For the first time he could remember in a long while, Sam was not sure that he was fit for purpose, or was likely to be any time soon.

Rules, routines, methods, reports.

Everything could go hang so far as he was concerned, except for two things.

One: get Cooper.

Two: find some way to help Grace.

Nothing else mattered.

She saw her own face on the television news.

Robbie, sitting watching in one of the nooks, noticed her standing behind him and reached for the remote.

‘It's OK,' Grace told him.

Uncertain if seeing the story on screen made it more or even less real.

No photographs yet of Charles Duggan, nor any relatives yet to weep or talk about their loss.

Robbie turned off the TV anyway, stood up, looked at her, thought he'd never seen her look fragile before.

‘What can I do for you, Aunt Grace?'

‘Just be you, Robbie,' she told him.

Woody came up behind her, tail wagging, looking for a walk, the spaniel not far behind.

‘Not now, Woody,' Grace said.

‘He's OK,' Robbie said. ‘I took them both out a while back.'

And Claudia had given Joshua his dinner, bathed him and put him to bed, and already Grace felt surplus to requirements.

Better that way, perhaps.

If she was going to jail.

TWENTY-FOUR

May 8

S
he had not thought it possible for any night to seem longer or darker than the last, yet the hours spent in this big comfortable bed with Sam right beside her, seemed to her, if anything, even longer and more painful.

He was watching out for her, she was aware, all the time.

‘You need to rest,' she told him some time around three. ‘I'm OK.'

‘Me too,' he said.

Liars, both.

‘If you feel like talking,' he'd said earlier, ‘I'm here.'

‘I don't think I do,' she'd told him. ‘I don't think I can.'

‘You will.'

‘I know,' she'd said.

Except that talking would not make this right, would not make any of it go away or not have happened.

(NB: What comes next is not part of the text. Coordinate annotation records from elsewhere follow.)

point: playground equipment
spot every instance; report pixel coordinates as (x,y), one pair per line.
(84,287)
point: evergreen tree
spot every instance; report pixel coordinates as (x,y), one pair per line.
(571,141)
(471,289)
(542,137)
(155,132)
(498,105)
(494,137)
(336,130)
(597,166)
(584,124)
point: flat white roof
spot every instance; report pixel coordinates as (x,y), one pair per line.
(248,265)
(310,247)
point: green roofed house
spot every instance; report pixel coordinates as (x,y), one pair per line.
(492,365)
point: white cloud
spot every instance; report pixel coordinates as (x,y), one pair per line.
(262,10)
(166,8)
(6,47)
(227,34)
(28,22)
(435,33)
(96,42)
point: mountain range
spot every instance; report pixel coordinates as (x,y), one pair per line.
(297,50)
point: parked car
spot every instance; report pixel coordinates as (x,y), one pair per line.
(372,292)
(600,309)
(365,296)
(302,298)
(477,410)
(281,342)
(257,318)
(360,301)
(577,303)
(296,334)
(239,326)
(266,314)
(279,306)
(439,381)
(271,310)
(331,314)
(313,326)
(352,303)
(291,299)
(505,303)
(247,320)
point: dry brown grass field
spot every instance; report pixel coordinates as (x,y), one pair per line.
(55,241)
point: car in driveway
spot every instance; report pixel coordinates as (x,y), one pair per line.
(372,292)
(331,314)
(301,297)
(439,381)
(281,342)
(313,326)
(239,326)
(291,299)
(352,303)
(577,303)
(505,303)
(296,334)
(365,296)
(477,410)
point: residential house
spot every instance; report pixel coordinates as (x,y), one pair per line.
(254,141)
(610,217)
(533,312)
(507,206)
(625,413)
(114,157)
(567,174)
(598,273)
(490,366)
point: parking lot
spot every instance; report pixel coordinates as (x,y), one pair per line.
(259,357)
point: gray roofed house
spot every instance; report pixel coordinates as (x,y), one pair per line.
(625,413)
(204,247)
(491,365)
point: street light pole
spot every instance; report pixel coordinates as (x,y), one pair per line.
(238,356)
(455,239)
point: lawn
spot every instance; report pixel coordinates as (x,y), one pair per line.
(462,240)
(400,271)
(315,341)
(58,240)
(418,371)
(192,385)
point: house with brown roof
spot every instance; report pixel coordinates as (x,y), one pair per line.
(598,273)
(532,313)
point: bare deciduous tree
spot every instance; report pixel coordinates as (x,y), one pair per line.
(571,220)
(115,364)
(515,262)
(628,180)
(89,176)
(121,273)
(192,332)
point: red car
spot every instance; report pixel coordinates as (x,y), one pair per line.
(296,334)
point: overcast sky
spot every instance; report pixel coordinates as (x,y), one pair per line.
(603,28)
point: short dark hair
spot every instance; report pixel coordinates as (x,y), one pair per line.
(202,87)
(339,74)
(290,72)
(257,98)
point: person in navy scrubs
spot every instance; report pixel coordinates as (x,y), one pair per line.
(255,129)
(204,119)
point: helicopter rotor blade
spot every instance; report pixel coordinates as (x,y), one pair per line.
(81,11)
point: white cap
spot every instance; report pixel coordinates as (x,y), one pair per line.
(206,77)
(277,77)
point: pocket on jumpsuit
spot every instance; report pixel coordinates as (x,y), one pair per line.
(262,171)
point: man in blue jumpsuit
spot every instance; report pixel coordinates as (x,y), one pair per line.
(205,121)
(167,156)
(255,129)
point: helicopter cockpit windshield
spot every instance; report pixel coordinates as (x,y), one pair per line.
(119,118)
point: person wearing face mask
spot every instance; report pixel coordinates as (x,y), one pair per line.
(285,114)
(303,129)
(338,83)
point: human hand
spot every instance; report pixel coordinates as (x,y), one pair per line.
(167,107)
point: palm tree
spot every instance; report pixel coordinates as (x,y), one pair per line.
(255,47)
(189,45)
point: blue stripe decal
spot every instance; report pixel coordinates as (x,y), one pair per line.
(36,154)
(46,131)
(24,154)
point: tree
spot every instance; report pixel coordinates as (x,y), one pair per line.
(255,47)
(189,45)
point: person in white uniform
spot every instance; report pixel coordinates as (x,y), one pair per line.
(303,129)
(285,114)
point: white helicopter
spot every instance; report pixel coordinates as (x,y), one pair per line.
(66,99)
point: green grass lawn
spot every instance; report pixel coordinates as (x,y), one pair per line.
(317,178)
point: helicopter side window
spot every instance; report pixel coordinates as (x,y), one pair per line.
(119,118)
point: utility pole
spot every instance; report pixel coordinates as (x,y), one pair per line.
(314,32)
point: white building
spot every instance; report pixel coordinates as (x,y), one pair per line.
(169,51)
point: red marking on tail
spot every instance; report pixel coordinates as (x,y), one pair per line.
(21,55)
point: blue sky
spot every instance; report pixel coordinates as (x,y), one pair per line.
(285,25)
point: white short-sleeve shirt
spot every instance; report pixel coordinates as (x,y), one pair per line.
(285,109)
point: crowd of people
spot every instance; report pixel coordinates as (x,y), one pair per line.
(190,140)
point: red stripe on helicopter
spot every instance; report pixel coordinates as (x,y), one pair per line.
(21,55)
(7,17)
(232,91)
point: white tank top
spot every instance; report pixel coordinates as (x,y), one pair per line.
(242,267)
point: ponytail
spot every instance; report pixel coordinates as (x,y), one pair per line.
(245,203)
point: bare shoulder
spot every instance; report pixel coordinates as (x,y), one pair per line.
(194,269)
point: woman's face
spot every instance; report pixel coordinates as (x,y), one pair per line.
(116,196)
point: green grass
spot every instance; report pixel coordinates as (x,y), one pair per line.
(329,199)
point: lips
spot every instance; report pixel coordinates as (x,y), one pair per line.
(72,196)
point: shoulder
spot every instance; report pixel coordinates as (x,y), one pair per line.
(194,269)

She was a psychologist, and she understood the processes, knew what was needed to help her own long-term healing after the trauma of harming another human being, knew the ‘symptoms' she could anticipate, knew, if anyone did, that there was treatment to be sought, aid to be had.

If she deserved it.

Which she surely did not.

Those thoughts, of course, were ‘symptomatic', too, and suddenly as she lay there beside Sam, so helpless in his own grief and fear for her, she wanted to scream at herself, because what
use
was any of her psychology training now to anyone? No use to Sam nor to their son, nor Cathy . . .

Nor to Charlie Duggan.

The memory seared more vividly than the clearest flash photograph – she was there again, in the car again, seeing
him
again, her right foot slamming down hard on the gas pedal again.